Once we get to the core, it is desire flowing through the veins of silver and gold that run along hidden lines within the earth, streaming into cavernous pools and flowing out into rivers and waters falling. Once we get to the root, it is desire that we grab hold of and pull ourselves with higher and higher, first as stems then trunk and branches before reaching the canopy where blue sky greets the risen eye meeting hawk screeing over leaves.
When there is plenty of desire, abundance of desire, heaps and loads of desire joined and united with knowing what it is one desires, thus setting one’s sight on the subject or object of one’s desire, coupled with surety and ruthlessness in good measure::the ability to not only desire and want and to identify clearly what one desires but also the ability to move toward attaining one’s desire regardless of the cost, the price, the consequences of choices.
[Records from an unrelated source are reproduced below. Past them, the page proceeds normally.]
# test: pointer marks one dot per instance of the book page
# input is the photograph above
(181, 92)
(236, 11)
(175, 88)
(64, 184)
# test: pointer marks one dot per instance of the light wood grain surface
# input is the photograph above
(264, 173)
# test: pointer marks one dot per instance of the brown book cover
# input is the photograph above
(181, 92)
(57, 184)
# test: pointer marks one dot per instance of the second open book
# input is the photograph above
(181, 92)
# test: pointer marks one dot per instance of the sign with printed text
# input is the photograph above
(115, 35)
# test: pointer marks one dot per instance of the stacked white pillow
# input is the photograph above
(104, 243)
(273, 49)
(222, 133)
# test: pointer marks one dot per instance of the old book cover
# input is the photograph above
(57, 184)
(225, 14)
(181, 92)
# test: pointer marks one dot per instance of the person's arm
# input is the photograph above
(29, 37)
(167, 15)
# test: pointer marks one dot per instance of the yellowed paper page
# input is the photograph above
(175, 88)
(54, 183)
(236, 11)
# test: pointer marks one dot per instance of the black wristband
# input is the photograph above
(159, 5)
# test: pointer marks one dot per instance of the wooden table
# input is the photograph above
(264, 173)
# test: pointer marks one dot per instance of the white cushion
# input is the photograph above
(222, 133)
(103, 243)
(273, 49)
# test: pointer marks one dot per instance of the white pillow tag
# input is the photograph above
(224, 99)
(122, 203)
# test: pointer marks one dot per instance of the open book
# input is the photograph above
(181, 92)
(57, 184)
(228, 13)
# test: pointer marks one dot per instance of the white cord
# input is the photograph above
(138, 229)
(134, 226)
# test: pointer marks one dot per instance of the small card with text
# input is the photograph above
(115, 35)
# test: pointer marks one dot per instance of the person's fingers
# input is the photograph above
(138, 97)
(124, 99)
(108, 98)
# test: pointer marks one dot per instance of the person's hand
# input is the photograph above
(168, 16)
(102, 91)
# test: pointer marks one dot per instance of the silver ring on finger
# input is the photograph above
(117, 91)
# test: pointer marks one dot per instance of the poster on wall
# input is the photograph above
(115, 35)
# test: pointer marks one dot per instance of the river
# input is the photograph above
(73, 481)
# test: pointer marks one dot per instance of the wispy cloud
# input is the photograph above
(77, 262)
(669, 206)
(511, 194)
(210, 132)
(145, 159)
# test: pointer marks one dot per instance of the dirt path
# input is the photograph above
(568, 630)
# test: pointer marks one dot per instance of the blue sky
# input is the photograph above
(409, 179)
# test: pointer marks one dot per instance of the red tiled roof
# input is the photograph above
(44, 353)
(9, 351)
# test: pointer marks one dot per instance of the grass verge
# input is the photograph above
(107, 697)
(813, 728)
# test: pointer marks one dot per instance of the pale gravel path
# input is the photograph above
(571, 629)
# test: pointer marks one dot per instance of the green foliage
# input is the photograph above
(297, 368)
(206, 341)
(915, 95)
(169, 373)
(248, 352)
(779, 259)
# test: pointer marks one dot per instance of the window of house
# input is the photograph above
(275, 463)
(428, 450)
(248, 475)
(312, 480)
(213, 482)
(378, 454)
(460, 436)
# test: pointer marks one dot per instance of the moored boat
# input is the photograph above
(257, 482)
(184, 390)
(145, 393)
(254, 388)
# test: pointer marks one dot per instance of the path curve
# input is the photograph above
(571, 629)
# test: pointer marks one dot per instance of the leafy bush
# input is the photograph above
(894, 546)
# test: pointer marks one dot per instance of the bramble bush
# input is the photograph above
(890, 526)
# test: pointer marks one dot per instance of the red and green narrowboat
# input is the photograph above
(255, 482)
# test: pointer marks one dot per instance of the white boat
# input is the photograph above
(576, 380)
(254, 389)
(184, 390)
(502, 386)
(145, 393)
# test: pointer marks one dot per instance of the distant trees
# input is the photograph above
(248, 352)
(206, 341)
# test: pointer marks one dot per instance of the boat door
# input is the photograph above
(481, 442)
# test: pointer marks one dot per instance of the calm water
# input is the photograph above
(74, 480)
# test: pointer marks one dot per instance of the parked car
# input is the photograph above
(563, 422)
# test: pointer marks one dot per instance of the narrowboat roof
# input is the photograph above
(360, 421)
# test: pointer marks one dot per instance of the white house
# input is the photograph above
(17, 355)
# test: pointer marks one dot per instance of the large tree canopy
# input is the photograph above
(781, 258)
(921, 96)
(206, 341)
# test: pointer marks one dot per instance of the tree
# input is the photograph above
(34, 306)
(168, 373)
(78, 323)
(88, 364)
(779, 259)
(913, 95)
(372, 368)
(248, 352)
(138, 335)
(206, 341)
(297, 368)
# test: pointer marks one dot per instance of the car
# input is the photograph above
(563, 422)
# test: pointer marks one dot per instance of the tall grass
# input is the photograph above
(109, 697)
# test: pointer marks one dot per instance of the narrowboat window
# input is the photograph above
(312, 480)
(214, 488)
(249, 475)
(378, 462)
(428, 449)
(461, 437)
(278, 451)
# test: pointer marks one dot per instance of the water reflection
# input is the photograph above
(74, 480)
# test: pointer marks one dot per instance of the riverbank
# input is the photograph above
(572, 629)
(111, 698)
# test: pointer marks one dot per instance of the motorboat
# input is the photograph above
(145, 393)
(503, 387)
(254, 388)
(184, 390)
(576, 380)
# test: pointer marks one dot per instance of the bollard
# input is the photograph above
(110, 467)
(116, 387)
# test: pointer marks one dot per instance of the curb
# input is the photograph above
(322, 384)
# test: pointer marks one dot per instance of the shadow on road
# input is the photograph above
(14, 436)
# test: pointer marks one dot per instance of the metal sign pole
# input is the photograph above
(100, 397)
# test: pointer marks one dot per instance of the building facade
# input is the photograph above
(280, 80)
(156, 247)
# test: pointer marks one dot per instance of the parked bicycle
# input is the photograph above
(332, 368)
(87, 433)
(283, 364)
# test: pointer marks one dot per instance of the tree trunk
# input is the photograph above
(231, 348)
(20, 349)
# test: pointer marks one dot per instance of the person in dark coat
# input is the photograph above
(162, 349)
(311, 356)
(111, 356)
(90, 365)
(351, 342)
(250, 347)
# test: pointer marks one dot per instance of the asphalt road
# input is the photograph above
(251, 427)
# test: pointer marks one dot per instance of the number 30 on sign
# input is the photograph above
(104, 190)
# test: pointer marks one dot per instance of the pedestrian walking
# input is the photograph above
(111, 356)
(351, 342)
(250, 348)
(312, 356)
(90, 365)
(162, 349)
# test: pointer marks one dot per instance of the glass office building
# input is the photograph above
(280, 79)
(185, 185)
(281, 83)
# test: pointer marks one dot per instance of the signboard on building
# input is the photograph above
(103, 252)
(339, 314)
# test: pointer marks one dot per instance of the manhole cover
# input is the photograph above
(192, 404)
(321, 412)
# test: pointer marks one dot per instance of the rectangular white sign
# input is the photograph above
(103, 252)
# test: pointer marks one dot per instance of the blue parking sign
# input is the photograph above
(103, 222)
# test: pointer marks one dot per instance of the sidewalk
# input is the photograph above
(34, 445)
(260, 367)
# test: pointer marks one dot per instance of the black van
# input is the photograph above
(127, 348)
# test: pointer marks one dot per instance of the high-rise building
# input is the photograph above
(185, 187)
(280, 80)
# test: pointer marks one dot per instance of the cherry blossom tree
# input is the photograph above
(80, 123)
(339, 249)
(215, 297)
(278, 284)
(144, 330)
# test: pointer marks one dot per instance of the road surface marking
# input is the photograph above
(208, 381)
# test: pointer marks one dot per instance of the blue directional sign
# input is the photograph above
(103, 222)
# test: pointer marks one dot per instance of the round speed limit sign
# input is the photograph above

Some people justify their actions, others casually flick a hand at justification, shrug it off and place themselves outside of and above justifications, yet paradoxically this is what points toward the crux of the matter::the actions and choices that go toward attaining one’s desire or choosing to let go of one’s desire and quicken toward something else instead. It is not the desire itself nor being clear about what one desires that is an issue, but the choices one makes when waltzing with desire that may become issues.
This is where perception and wisdom and compassion come into play, tempering ruthlessness with other elements whereby when one is ruthless one is ruthless with full awareness and clarity that one is being ruthless and what for, in deed has embraced it fully at the moment for what one desires is clearly worth the opening of the door into ruthless realms whereby to get what one wants despite the cost to anyone, there is justification and also there is not. There is simply sharp clarity and keenness woven together into precise conscious actions and choices one is prepared to be accountable for beyond the field of justifications . . . this is alchemical work, magical work, and alarm bells ring out at the willy nilly silly ways in which people practice ruthlessness carelessly without consideration, knowledge, accountability, or measure other than a child like desire to just get whatever it is they want as soon as possible::someone else’s man, woman, child, dream, livelihood, lifestyle, work, icecream cone, medal, candy bar, lunch money, whatever it is they want, wantonly and lustily with effort put toward nothing but the single minded pursuit of the object of desire.
There is a virtue here as it shows the hows of getting what one desires . . . but desire without contemplation, without wisdom, without temperance, without a dialogue between elements, without vision, becomes a sordid affair where virtue is lacking even when one perceives oneself as having been victor obtaining the spoils . . . .
Shamhal munches on apples from where they’ve fallen and lay on the grasses. Yellow Jackets hover around, crawl about apples and begin their work of turning the round golden globes into vinegar.